Less than five seconds – that’s how long you need to wait to get your Linux kernel up and running. But it’s hardly an idle time for Linux – the system has to process configuration, perform architecture-specific setups and initialize many subsystems.

One of such subsystems is memory allocation. In order to prepare it, the kernel needs to have an allocated chunk of memory. But how can we manage memory if we have no memory allocator? We have a chicken and egg situation, but there’s a solution – use a structure that is initialized at build time called memblock. It’s a specialized mechanism that allows Linux to manage memory regions during the early boot phase, before the usual memory allocators are initialized in mm_init().

There are many features offered by memblock:

  • Registering physical memory regions
  • Marking memory blocks of specific size and alignment as reserved, free or “hidden”
  • Allocating a block of memory within the requested range and/or in specific NUMA node
  • Controlling allocation direction, memory range and the like
  • Checking the memory state, e.g., checking the size of reserved memory or if a particular address exists

Structures

The memory is modelled as a collection of blocks that are either free or allocated. They are stored in the main structure called memblock as two memblock_type members: memory and reserved. It is also possible to define a collection of memory regions that ignores all the flags and shows the whole available physical memory – physmem. This structure is initialized if CONFIG_HAVE_MEMBLOCK_PHYS_MAP flag is defined. It is a pretty small array – it can store only 4 entries. In addition to this, the memblock structure keeps information on the allocation direction bottom_up and physical address of the current memory allocation limit current_limit:

the main memblock structure diagram

In the memblock world, chunks of memory visible to the kernel are called regions.
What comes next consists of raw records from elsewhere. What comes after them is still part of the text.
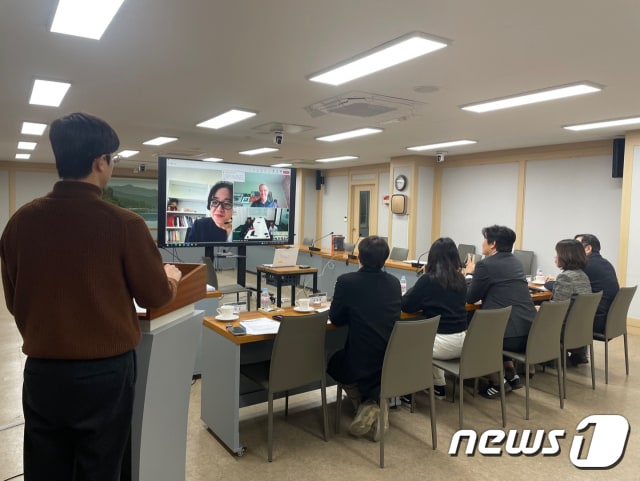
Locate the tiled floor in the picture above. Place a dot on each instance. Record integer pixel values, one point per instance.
(301, 454)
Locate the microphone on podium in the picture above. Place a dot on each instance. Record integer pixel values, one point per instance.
(417, 262)
(313, 247)
(352, 255)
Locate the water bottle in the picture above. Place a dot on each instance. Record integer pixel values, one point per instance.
(265, 299)
(403, 285)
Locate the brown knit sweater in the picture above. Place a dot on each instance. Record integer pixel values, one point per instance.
(71, 264)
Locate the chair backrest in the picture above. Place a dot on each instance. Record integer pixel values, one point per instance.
(526, 259)
(407, 360)
(212, 277)
(543, 343)
(482, 348)
(399, 254)
(463, 250)
(298, 356)
(578, 328)
(616, 324)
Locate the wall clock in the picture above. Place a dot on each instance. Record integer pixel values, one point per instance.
(401, 182)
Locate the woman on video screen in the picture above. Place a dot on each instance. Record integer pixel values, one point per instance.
(216, 227)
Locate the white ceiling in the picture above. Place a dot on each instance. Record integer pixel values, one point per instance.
(165, 65)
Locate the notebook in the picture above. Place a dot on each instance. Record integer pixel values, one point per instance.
(284, 257)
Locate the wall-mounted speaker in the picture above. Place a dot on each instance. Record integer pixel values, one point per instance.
(617, 163)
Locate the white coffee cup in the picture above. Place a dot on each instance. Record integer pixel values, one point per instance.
(226, 312)
(303, 304)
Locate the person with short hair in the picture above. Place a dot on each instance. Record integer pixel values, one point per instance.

A collection of memblock_regions is wrapped by the memblock_type structure. regions is a static array that can store 128 entries that can be resized if needed. Other information available in this structure is the combined size of the regions total_size, symbolic name set during initialization name and the number of memory blocks it currently stores cnt:

memblock type structure diagram

The already mentioned structure, memory_region, is another wrapper that has all the information about memory region – the base physical address base, size of the region size, region attributes flags and, if NUMA nodes are used, a node ID nid:

memblock region structure diagram

The region attributes are used to mark if a memory block should be treated in a particular way or not. The available flags are:

  • MEMBLOCK_NONE – “normal” memory region
  • MEMBLOCK_HOTPLUGhotpluggable memory region
  • MEMBLOCK_MIRRORmirrored memory region
  • MEMBLOCK_NOMAP – treat this memory region as it’s reserved, don’t add it to the mapping of the physical memory

So, the general memblock structure can be visualized like this:

diagram showing how all structures are embedded in themselves

Initialization

Memblock is initialized at the build time as a memblock global variable with the following values:

struct memblock memblock __initdata_memblock = {
    .memory.regions     = memblock_memory_init_regions,
    .memory.cnt         = 1,    /* empty dummy entry */
    .memory.max         = INIT_MEMBLOCK_REGIONS,
    .memory.name        = "memory",

    .reserved.regions    = memblock_reserved_init_regions,
    .reserved.cnt        = 1,    /* empty dummy entry */
    .reserved.max        = INIT_MEMBLOCK_RESERVED_REGIONS,
    .reserved.name       = "reserved",

    .bottom_up        = false,
    .current_limit    = MEMBLOCK_ALLOC_ANYWHERE,
};

__initdata_memblock is a macro that, depending on CONFIG_ARCH_KEEP_MEMBLOCK and CONFIG_MEMORY_HOTPLUG flags, embeds (or not [1]) the memblock structure in an appropriate data section. As a statically initialized structure, memblock is available since the very beginning, together with the region arrays, which are initialized as following:

static struct memblock_region memblock_memory_init_regions[INIT_MEMBLOCK_REGIONS] __initdata_memblock;
static struct memblock_region memblock_reserved_init_regions[INIT_MEMBLOCK_RESERVED_REGIONS] __initdata_memblock;

The number of available and reserved regions is defined by these macros:

#define INIT_MEMBLOCK_REGIONS            128
#define INIT_PHYSMEM_REGIONS             4

#ifndef INIT_MEMBLOCK_RESERVED_REGIONS
#define INIT_MEMBLOCK_RESERVED_REGIONS        INIT_MEMBLOCK_REGIONS
#endif

If we were to take a look at the disassembled Linux image vmlinuz that discards memblock after boot time and has memory hotplugging enabled, we can see an initialized memblock structure in .meminit.data section:

view of the disassembled vmlinuz with a memblock structure

Features

Let’s say you’ve taken a heroic effort to add Linux support for a new architecture, and now you need to implement your own version of setup_arch(). There are many, many things you need to take care of, one of them being memory initialization. You might want to hide some areas of the memory that contain kernel, boot parameters or RAM disk image. Or maybe you wish to allocate some memory for logging purposes.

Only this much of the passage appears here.